I agree with the idea that an az-el system is the best, however there are alternatives.  I earned my satellite VUCC on the FM satellites using an HT for 440 receive and a 2m mobile rig for transmit.  I built a little handheld 4-element yagi for the downlink antenna (mounted a Ramsey preamp and 9 volt battery right in the handle), and used the 1/4 wave whip on the car for my uplink.  A mobile 1/4 wave whip, believe it or not, sends signal at just about the right angle for the LEO satellites.  Most of the time I could hit the birds with the mobile set to only 5 watts; using 2 radios gave me full duplex.  If you don't feel like homebrewing, it's pretty hard to beat the Arrow handheld antenna.  It's pretty much the standard for the FM birds. Handheld antennas are great.  When the bird changes polarization on you, you just flip-flop the antenna.

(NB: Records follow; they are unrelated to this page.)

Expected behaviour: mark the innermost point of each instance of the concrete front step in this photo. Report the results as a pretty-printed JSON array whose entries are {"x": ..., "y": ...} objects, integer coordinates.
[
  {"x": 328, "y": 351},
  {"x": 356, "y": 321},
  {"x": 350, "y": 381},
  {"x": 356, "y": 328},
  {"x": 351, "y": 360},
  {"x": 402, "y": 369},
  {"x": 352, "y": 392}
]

If you have some extra bucks, find a used azimuth-only TV rotor and mount a couple of yagis pointed at a fixed elevation angle.  That's what I did when I finally graduated from the HT/Mobile setup.  For downlink, I built a circular polarized 440 yagi that had left-hand and right-hand switched with a relay, and just used a vertically polarized 2m yagi for uplink.  (remember, the receivers on the satellites are GREAT--they can hear very weak signals; it's the transmitters, typically less than a watt, that challenge you).  That's why I did the pass-elevation modeling I mentioned above.  A modest yagi is going to have a enough -3dB beamwidth to get you nearly to the zenith if you point it a little above the horizon, and even if the signal is down more than 3dB, you really don't need it when the satellite is that high.  I pointed mine at 8 degrees.  Even though the average pass was 14 degrees, I felt I needed more gain for the lower portions of the pass.  It worked fine that way.  And the 2meter yagi was killer into the repeaters if you pointed it at them.  I could routinely get into a repeater 120 miles away with it, even though it was pointed up a little.

And DO use a mast-mounted preamp in line with your downlink antenna.  Even the little $12 Ramsey 440 preamp (kit built) works great.  By mounting it up on the mast, it will amplify the received signal at the antenna where it is the strongest, and will overcome quite a bit of feedline loss.  You can't transmit thru the inexpensive Ramsey (it has no RF sense switching), but if you're using 2 rigs that's not a problem.  If you're using 1 rig and 2 antennas for uplink and downlink, you'll need a duplexer in line to keep from frying the preamp.  But you'll need that anyway.

I wish I had a nickel for every guy I heard on the FM birds that had a great signal INTO the satellite but couldn't hear at all when you came back to him.  An inexpensive preamp solves that problem nicely.